Bill: It’s scary trying to come up with tracks like that again. Every record feels like a huge mountain you have to climb, and you’re looking at it, hoping…

Jeremy: …That there’s an elevator? *laughter*

Bill: Well, you still want a bit of a challenge. People can get pretty critical. You can have two great albums, then one bad one and it’s like “Oh, he sucks,” which is pretty unfair.

Jeremy: It’s like…We’ve been trying to figure out how to tour Europe again. We’ve had a lot of really good tours in Europe, and we have one bad one, the second half of the last one we did, and all anybody could talk about was us pulling lower numbers than usual at some of those shows.

Bill: People look at your last record, your last film, that’s how you’re judged. They don’t look at your whole body of work.

Jeremy: Or, you don’t show up to one gig and therefore you’re a giant asshole, but of course he’s showed up to five hundred other ones. *laughter*

“I don’t want it to sound retro or cheesy…”

ID:UD: Back to the idea of a roots FLA record, Bill, you’ll have a very clear memory of what it was like to work on those original FLA records, whereas Jeremy, you grew up as an FLA fan listening to them. Does that distinction enter into making this record?

Jeremy: I’d say it’s pretty common ground at this point. We’re used to speaking the same musical language. He’ll reference a certain old synth and I’m pretty well versed in them. There’s a lot of times when I’m reminding him of stuff he did.

ID:UD: As far as a roots FLA or classic EBM record goes, so much modern EBM is influenced by Front Line Assembly…

Bill: I don’t want it to sound retro or cheesy…

Jeremy: Well, Front Line has always been taking the modern sounds in electronic music, keeping a dance beat and sequencing it out. That’s what FLA started out as.

Bill: But doesn’t that sound kind of cliche? But then again, that’s the problem, if you turn 180 degrees and do something completely different from what people expect it’s gonna tank.

ID:UD: Has there ever been a type of sound or song that you’ve done ostensibly for an FLA record which, when you’ve heard it, you’ve said “no, this is not what Front Line is about”, either with your own vision of it, or what the audience expects? Have you ever vetoed anything?
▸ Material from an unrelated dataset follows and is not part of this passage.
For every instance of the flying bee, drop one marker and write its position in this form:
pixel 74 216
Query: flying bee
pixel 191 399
Bill: Yeah, we scrapped a whole album before Millenium. I heard Pantera’s “Walk” in a record store and took it back to Rhys. We’d worked on the record for months, and I said “we’ve never done this, but we have to scrap this and start again”. Hearing that one single changed everything, walking into the store that day. It’s like at that store, Zulu Records. That was one of the first times I met Kevin Crompton. He had Fad Gadget’s Fireside Favorites in his hand. It had just come out, and he was like “Bill, I don’t know if you’ve heard of this guy, but this is a great record,” and I bought it. And that was how we built our friendship.

The first time I met him was at Eatons. He was working there, selling pens. He had a Heart t-shirt on, believe it or not. A mutual friend was like “You’ve gotta meet Kevin, he’s a drummer in this band…” There was this pen store to the entrance to Eatons in Pacific Center and that’s where Kenny worked.
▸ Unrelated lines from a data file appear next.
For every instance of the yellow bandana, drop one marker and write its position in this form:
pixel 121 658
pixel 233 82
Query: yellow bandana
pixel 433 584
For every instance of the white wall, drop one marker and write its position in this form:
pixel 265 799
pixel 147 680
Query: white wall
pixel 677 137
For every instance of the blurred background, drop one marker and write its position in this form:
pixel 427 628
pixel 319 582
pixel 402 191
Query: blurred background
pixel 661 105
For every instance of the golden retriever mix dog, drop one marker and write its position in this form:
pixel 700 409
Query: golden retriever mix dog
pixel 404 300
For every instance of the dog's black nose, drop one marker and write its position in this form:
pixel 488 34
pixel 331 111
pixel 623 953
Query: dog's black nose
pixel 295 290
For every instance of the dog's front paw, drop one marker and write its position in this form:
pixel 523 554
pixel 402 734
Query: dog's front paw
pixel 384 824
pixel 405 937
ID:UD: Oh, during the Images In Vogue days?

Bill: No, this was pre-Images In Vogue. I actually introduced Kevin to Gary Smith. This was way back.

“If we played with just me and Jeremy, him looking down at one keyboard, I think people would be disappointed.”

ID:UD: Obviously putting another live tour is probably a ways off, what with finishing the record. It’s been a steady line-up for the past few years that we’ve seen you guys live, a very tight line-up with Jason, Jeremy, and Jared. With this record dropping the guitars does that mean changing that lineup?

Bill: You always need a drummer, and Jared can do synths. The thing about the guitars is mostly just for the record. Live, who knows. Rhys says “it’s always about the hits, Bill.” He’s got a point. But we do everything the hard way. Drums, guitars, keyboards, everything’s pretty much live except the sequences. But when you tour, you have to pay everybody, it kind of becomes a labour of love. If we played with just me and Jeremy, him looking down at one keyboard, I think people would be disappointed.

Delerium’s Music Box Opera will be released October 30th on Nettwerk. The soundtrack to Airmech will be available on CD via Metropolis Records on November 13th.